For example, consider the case where a parent is suffering from schizophrenia, severe depression, or another mental illness that is making it difficult for the parent to take care of themselves, let alone another child. In these cases, it is often that parent’s mental health issues that have facilitated the divorce, usually with a parent filing for divorce in no small part to protect the children from the other parent. These cases often have priority status, the fear that perhaps one parent might do something to harm the child or flee with the child.
Proof in these cases often starts with mental health records. When necessary, the court can override any input concerns and order the disclosure of mental health records of a parent of a contested custody case.

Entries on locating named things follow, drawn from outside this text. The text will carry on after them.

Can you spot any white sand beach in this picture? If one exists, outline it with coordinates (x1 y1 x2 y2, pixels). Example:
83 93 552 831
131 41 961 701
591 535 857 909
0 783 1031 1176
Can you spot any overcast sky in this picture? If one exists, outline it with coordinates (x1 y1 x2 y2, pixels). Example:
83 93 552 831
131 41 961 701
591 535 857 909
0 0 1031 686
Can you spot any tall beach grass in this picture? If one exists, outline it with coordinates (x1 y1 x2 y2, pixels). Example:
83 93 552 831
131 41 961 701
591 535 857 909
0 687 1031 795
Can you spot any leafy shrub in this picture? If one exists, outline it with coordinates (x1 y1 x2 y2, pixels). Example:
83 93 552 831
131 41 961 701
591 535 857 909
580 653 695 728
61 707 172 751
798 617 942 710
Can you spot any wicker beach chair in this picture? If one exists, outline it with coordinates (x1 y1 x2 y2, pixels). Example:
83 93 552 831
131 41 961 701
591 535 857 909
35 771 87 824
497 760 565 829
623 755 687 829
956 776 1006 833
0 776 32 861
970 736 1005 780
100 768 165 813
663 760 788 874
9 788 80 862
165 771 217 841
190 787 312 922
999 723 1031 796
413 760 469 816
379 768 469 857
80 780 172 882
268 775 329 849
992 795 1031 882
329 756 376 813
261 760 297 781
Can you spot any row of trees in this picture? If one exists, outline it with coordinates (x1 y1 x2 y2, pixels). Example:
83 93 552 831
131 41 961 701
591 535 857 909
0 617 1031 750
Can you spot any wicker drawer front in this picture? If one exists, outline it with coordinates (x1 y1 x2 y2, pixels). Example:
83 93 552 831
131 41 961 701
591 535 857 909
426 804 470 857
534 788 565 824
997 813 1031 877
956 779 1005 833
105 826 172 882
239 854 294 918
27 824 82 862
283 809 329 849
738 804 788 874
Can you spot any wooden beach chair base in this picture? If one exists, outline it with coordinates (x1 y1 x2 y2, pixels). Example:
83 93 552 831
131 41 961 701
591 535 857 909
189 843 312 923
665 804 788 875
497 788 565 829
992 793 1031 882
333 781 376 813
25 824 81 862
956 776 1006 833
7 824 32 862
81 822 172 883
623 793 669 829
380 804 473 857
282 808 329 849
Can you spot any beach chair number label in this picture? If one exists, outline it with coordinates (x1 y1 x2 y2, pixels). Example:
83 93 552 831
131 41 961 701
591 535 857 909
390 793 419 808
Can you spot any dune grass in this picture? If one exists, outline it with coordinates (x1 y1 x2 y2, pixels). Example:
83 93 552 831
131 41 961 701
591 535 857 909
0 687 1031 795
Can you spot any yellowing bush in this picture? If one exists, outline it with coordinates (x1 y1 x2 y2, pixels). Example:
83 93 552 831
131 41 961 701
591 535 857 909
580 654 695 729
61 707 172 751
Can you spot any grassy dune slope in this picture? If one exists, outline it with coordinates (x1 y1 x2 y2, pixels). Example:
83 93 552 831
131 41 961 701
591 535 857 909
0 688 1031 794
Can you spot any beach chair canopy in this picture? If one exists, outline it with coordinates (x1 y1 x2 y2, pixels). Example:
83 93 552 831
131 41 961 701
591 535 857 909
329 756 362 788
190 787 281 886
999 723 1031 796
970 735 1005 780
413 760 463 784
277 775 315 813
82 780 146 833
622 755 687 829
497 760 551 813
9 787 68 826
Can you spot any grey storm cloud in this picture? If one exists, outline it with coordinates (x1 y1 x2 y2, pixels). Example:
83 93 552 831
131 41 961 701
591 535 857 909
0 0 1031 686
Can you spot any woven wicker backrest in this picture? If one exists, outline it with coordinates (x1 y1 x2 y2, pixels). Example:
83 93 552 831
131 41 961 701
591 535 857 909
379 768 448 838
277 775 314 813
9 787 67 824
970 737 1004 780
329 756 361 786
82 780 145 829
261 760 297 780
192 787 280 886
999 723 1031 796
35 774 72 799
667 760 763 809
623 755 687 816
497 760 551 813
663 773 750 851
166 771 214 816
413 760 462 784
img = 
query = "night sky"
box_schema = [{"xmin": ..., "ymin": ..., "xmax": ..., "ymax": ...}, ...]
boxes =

For example, in a recent case, the other parent had been Baker acted within the last few months. A Baker act is an involuntary civil commitment of a human being for at least 72 hours because they might be harmful to themselves or others. We were able to pull the police reports and the hospital reports for the Baker act, showing without question that the parent truly had a mental health issue that needed to be resolved before timesharing could continue with the child.
In other cases, one can use the services of an appropriately trained child custody evaluator to do psychological testing of both parties during a contested custody case.
Child custody evaluators in Florida are often highly trained and qualified mental health professionals with experience doing psychological testing. In certain cases, a party with concerns over the other party’s mental health may go to the court and ask for a court order that the party submit to psychological testing in front of a trained evaluator.
In any case, the Florida family courts consider mental health issues to be real and serious enough to warrant ferreting out whether timesharing should be restricted in any given case. Again, the litmus test for the court is whether the mental health issues are severe enough that to protect the child by restricting timesharing with the parent. If so, the courts will want to either temporarily suspend timesharing, later revisiting the case to see if the problem is being helped with medication, or close the case but leaving an easy way for the party with the mental health problems to come back to court when, and if, they are ready to fix the time-sharing order.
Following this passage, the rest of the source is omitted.